Why the client needed our help
We were instructed by two directors (who formerly traded together in the same company) to apply for court permission to act as directors despite their agreement to enter into voluntary disqualification undertakings pursuant to Section 1A Company Director’s Disqualification Act 1986 (“CDDA”).
The background was that a trial was listed in the director disqualification proceedings. However, part of the tactics of the director disqualification claim was to legitimately slow down the proceedings to enable our clients to get “back on their feet” and then later consider whether they wanted to make an application for leave to be directors of new companies they had set up.
Ultimately, they decided to go down this route instead of fighting the disqualification proceedings at trial. This was partly based on the economics of running a case at trial, but also as a result of evidential issues in the claim. The Defendants decided to deal with the director disqualification proceedings by way of separate voluntary disqualification undertakings.
The directors had been subject to director disqualification proceedings, on the basis that they had traded to the detriment of Her Majesty’s Customs and Revenue (“HMRC”) by not filing returns and paying HMRC proportionately less than was being paid to all other more pressing creditors, particularly in respect of VAT and PAYE/NIC.
How we helped
We drafted an affidavit for each of our clients and managed to secure time on what would have been the first day of the director disqualification trial to hear both applications for permission to remain as directors.
The affidavits were comprehensive and drafted to demonstrate that
- the new companies were up-to-date with their tax liabilities,
- all returns were filed in time,
- each company was trading solvently, and
- that safeguards were in place to ensure that each company continued to operate in an acceptable manner which did not threaten the public interest.
Following the service of this evidence, the Secretary of State (who is required to respond to such applications and direct the Court to any concerns) raised numerous queries with us and, with our clients’ assistance, we were able to deal with some very complicated accounting queries over a short period of time (we have in-house accountancy expertise that assists us in this regard).

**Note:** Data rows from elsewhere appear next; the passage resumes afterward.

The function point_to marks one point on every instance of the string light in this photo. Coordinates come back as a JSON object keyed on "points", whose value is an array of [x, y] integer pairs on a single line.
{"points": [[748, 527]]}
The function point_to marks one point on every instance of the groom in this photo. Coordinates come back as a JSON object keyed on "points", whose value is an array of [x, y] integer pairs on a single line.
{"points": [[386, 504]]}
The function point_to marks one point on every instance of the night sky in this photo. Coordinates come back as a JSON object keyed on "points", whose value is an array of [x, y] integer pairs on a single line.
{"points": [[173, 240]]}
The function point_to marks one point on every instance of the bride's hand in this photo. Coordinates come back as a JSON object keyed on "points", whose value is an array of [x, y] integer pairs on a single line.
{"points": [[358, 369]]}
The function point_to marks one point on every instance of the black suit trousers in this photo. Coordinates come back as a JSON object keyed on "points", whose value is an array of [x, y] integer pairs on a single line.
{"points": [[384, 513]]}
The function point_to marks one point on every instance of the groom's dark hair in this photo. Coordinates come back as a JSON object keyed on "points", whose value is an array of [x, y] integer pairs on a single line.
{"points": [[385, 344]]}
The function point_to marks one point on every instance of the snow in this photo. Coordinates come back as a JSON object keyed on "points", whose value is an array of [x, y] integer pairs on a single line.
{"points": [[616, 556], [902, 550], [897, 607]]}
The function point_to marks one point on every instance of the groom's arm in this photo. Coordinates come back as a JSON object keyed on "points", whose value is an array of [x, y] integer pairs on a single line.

By the Sunday night, the day before the hearing, the Secretary of State confirmed that no objection would be made to the order sought at the hearing. However, concerns were set out as to the range of restrictions to which each of the directors would be subject to at the hearing.
At the hearing we arranged for a barrister to attend on behalf of the directors and they made representations as to the applications and the restrictions required by the Secretary of State. Some of these were particularly onerous, including applying to the Court whenever a neutral director resigned, ensuring that a qualified accountant was present at all internal meetings, ensuring that applications to Court were made to replace such accountants. These restrictions would not have been commercially viable and would have stymied the directors’ respective businesses.
At the hearing our barrister was able to persuade the Court that the restrictions were unacceptable and we were able to reach solutions which satisfied both the Secretary of State and the directors.
This helped safeguard their current businesses which otherwise would likely have both collapsed and failed without their continued involvement.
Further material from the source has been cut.